コノハはカウンターに突っ伏して、投げやりに言った。

「二人きりの専属ハンターで、二人ともG級で、部屋に行ったり官能小説読んだりする仲で……」

コノハの声は徐々に小さくなっていった。

「私は読まないわよ!」

……もしかしてコノハは、アベルのことが好きなのだろうか?今までそういった態度を見せることはなかったが、何ら不思議ではないことである。

力が強い雄に惹かれるのが、雌の本能というものだ。

「……じゃあ、私そろそろ部屋に帰るわね」

「アベルさんの部屋に寄ってから、ですね?」

「バカ。……二人とも話聞いてくれてありがとね」

「いつでも、とはいきませんがまた話しましょうね」

「次はコノハの恋の話についてしましょうか」

「ちょっと、ササユ!」

私は微笑み、その場を去った。

 

 

 

実を言うと、既に覚悟は決めていた。もしジーナちゃんがいなかったら、言ってしまおう。そうでなくても、約束をつけよう。

私はいつも通り、トントンと軽く戸を叩いた。

「私」

返事はない。

「いないの?」

衝撃場面に遭遇しないよう、そっと覗き込む。二人の姿はない。

私は戸を閉めようとしてとどまった。

部屋の中心にはちゃぶ台があるのだが、そこにはぽつんと一枚の紙が置いてあり、それは何故か私の目を引いたのだ。

「なんだろ」

当人がいない間に侵入するのは初めてだった。

紙は数行埋まっており、隣には筆。書きかけの手紙のようだ。

私は左右を確認し、それに目を落とした。

 

『まだしばらく此処で暮らすことになりそうだ。というのも、ようやく嵐龍の存在が信憑性を帯びてきたからだ。その理由はどうせ言っても下らん妄想だと吐き捨てられるだろうから言わないが、とにかく嵐龍が現れる可能性が僅かにでもある以上、倒すまではドンドルマに戻るつもりはない。だからもう手紙を出すのはやめろ。資源の無駄だ』

 

 

文字は、怖い。ふわふわと漂っていく声とは違って、書き手の精神がはっきりと刻みつけられるのだから。

ギルド側の戸が開いた。

「なんだ、フウカか。何また侵入してんだ」

ジーナちゃんはいないようだ。

「……勝手に入ったことは謝るわ。ごめんなさい」

「珍しく素直だな」

「……そして、この手紙を読んだことも謝る」

「ああ、読んじゃったか。書いた手紙を読まれるのって、何か恥ずかしいな……あ」

アベルは固まった。

「つまりあんたは、嵐龍を倒すためにユクモ村に来たってわけね」

「いや、そういう訳じゃ」

ぎりっと歯をくいしばる。

「嘘だったの?私を一人前にするっていうのは、私目当てっていうのは、私のためにってのは、ぜんぶ嘘だったの?」

「違う。
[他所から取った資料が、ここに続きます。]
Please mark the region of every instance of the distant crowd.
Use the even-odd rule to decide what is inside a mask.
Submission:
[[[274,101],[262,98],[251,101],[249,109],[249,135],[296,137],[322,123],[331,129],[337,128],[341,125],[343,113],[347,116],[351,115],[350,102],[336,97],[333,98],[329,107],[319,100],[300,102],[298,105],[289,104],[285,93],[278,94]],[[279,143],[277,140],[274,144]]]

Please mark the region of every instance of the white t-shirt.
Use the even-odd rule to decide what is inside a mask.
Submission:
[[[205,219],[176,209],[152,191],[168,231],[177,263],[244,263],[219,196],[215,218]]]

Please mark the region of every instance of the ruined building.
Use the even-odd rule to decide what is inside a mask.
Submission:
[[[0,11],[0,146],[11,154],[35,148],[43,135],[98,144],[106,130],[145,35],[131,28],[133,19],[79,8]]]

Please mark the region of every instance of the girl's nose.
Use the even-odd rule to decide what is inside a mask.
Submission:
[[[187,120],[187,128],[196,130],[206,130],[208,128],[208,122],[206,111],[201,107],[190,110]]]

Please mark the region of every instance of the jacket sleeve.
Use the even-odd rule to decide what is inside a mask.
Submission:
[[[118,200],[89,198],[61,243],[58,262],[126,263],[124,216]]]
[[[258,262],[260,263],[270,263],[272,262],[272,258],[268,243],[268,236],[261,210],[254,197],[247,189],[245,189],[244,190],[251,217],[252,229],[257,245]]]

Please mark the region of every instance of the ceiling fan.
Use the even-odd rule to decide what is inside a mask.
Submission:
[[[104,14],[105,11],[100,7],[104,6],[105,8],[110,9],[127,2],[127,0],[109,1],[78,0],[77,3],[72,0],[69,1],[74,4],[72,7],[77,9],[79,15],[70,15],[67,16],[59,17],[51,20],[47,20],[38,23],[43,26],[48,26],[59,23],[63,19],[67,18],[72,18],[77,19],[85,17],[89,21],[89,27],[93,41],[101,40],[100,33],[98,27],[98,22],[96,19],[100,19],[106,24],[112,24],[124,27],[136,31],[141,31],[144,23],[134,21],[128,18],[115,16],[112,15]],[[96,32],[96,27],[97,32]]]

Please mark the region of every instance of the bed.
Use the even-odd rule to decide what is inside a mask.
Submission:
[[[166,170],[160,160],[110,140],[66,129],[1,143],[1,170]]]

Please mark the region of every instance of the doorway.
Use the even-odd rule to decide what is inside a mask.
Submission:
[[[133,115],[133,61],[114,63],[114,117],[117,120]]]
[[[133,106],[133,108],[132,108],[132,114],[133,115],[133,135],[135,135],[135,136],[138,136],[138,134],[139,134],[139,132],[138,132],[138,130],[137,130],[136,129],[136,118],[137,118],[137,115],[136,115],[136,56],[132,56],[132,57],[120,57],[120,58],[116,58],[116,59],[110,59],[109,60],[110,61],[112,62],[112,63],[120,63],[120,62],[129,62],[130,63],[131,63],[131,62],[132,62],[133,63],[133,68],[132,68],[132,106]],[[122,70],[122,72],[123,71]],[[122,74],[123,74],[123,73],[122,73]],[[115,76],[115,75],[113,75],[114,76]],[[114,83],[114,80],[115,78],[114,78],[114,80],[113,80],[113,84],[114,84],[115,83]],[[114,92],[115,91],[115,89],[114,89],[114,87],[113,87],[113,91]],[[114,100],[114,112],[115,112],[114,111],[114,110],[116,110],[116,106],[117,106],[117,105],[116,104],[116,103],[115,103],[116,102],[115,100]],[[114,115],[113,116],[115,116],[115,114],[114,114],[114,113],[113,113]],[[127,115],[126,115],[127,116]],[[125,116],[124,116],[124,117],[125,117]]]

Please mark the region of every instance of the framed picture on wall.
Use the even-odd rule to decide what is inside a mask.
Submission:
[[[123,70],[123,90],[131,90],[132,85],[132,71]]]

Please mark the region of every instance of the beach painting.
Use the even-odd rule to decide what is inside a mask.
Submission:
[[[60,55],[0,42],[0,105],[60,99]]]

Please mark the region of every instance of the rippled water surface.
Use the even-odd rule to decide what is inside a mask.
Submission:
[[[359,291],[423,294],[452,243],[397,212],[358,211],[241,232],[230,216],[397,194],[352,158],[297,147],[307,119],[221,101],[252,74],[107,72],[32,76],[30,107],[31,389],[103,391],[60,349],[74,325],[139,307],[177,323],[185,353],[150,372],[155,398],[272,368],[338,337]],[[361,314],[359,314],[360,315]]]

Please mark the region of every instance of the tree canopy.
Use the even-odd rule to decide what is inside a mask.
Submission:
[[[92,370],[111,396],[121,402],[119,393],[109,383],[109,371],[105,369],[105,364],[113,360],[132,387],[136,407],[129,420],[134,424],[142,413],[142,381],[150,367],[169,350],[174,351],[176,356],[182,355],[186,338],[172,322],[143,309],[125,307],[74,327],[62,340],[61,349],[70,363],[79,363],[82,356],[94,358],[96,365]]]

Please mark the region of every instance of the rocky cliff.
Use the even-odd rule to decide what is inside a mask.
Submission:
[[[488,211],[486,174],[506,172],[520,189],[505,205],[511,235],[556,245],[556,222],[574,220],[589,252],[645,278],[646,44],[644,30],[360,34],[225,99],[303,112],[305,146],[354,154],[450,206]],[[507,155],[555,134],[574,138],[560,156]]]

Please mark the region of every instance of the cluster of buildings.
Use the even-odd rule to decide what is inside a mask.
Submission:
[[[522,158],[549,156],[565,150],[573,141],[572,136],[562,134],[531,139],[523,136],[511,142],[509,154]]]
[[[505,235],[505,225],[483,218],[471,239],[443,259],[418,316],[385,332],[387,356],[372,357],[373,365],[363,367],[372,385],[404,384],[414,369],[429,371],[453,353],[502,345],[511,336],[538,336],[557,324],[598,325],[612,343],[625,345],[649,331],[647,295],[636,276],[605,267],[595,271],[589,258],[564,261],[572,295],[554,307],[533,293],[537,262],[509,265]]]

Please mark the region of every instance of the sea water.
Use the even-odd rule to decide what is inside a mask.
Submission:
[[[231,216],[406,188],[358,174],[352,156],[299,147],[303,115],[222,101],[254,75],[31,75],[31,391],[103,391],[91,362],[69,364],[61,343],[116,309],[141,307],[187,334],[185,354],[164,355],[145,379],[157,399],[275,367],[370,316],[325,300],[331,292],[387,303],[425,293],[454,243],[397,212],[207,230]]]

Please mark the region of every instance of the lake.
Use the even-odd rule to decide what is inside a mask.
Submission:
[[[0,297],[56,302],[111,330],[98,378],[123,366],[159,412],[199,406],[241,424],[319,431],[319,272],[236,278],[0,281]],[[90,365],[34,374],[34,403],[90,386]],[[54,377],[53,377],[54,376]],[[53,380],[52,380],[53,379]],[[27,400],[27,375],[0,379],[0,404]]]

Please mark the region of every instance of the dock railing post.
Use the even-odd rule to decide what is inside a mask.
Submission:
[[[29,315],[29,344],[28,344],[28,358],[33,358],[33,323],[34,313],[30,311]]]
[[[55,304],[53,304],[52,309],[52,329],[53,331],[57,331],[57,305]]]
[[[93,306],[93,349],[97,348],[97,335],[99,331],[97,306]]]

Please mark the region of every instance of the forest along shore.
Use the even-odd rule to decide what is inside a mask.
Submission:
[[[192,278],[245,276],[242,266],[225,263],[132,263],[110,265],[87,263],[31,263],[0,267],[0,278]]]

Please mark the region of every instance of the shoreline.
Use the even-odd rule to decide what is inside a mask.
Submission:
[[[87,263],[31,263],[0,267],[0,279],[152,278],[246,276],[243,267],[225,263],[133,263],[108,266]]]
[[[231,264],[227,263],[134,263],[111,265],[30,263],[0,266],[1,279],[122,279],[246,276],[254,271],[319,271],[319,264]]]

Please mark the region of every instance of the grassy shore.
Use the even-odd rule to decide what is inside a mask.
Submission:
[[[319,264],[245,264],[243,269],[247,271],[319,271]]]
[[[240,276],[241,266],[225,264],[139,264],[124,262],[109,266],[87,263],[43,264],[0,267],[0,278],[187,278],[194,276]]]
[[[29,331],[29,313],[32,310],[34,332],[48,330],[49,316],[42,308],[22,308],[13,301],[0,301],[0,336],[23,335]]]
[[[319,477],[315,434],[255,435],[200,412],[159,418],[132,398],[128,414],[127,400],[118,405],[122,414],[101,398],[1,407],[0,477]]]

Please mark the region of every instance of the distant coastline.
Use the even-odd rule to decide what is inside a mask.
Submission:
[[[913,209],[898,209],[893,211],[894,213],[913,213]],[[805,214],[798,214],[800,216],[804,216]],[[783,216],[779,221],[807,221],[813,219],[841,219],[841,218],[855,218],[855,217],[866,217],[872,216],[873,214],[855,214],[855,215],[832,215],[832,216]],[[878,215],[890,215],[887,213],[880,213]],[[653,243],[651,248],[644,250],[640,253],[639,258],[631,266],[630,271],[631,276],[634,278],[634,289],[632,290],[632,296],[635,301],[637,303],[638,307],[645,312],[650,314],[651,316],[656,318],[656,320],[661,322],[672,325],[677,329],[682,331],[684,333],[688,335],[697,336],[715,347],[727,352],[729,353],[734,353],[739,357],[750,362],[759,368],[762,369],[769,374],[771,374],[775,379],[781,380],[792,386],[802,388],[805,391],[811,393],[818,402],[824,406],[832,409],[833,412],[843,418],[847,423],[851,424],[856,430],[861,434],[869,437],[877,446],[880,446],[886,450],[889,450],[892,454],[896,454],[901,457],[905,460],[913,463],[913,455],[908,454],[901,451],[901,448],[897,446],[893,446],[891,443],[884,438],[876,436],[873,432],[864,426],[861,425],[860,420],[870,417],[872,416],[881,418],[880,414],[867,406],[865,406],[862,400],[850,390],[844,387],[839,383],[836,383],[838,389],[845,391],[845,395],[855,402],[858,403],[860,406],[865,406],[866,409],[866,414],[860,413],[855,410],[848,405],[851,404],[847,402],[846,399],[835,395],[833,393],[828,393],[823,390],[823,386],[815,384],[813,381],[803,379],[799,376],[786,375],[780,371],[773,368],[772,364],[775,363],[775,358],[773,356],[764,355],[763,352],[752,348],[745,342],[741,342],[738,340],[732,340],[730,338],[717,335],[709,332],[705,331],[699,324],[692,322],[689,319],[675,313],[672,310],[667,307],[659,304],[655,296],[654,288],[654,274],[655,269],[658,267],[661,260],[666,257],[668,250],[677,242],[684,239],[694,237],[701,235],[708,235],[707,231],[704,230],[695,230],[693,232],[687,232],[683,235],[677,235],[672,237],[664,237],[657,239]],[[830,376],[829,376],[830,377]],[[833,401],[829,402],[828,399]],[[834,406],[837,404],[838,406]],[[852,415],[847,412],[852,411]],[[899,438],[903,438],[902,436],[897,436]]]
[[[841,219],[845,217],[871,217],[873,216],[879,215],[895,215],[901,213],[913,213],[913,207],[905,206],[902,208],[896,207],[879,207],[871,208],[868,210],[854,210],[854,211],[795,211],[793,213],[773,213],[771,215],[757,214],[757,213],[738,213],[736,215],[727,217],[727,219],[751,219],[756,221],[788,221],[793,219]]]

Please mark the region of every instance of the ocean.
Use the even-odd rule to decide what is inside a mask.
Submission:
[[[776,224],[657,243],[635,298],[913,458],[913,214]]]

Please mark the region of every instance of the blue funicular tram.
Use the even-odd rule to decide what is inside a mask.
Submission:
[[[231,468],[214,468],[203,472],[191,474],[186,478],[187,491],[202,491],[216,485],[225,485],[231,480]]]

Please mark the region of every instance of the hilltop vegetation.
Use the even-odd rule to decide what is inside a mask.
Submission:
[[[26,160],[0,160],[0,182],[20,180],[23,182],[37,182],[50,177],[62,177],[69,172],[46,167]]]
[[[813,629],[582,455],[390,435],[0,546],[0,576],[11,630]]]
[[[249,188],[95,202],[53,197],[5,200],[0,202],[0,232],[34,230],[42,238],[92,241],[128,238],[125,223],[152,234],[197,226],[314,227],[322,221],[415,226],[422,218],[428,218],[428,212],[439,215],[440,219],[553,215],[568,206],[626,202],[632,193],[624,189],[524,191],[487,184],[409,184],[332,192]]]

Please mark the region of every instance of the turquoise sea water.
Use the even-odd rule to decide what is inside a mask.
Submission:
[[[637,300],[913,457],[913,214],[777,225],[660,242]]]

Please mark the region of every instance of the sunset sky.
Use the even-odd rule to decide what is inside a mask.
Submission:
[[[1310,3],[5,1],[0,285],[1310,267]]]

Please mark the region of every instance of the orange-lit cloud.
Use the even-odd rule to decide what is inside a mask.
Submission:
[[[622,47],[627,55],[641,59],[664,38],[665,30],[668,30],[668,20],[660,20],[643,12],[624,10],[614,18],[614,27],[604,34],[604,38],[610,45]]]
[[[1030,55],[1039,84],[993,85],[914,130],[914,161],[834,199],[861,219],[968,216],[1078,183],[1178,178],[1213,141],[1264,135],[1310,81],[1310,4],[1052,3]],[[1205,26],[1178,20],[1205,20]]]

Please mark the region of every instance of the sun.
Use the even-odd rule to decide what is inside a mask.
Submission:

おれは」

アベルが弁明しようとした瞬間、私の中でどす黒いものが弾けた。

「そうよね!私みたいな高慢ちきで自分勝手で口悪くて暴力的な性格最悪の女よりも純粋で可愛いジーナちゃんの方が遥かにいいわよね!」

「そんなことないぞ。まず、おれがこの村に来たのは……」

私はアベルを突き飛ばして、敵から逃げるケルビのごとく廊下を走った。外へ通じる扉を蹴破って外に出る。走る。ひたすらに走る。

そして辿り着いた草原で、山の峰を見つめた。

何言ってんだろう私。ジーナちゃんは関係ないはずなのに。

あの日、諦めをつけたはずなのに、この有様だ。

形だけでも想われている。そう考えることで自分を守っていただけで、その形すらもなかったことが判明した私は、真の孤独と直面することになった。

風が強くなってきた。

 

 

 

 

 

 

おまけ

 

アベルがユクモ村の専属ハンターになってから一か月が経った。

私とアベルはギルド経由で同じ建物に住んでいながら、軽く挨拶を交わす程度の関係にとどまっていた。狩りを共にすることがあっても、互いに狩り以外の話題を提示したりはしなかった。

そんなある日の帰り道。

私は初めてG級リオレウス希少種を討伐し、そのうえ天鱗が剥ぎ取れたこともあってか、浮かれていた。そんな私にとって、いつもの沈黙は喜びを発散するのには不適だった。私はごく自然な流れでそれを打ち破ろうと考えた。向かいで本を読むアベルを見て、安直な質問をした。

「それ、面白い?」

「ああ」

「ちょっと見せてよ」

「断る」

私が近づくと、彼は中身を隠すように仰け反った。

「何でよ」

「お前にはまだ早い」

茶色いブックカバーには、黒刷りで農業大全と書かれている。

「農業の本でしょ?私だって仮にも農場を所有してる身なんだから、分かるでしょ」

上から覗きこもうとするも、アベルはさらに仰け反った。

「見せなさいよ!」

「帰ったら、お前向けのを見繕ってやるから。何事も、焦りは禁物だぞ」

「別に今読んで理解できなくたって何の問題もないでしょーが!見せなさいよ!」

アベルの後頭部が、どんどん地面に近づいていく。どこまで行けるのか気になったが、アベルは木に激突し車から転がり落ちた。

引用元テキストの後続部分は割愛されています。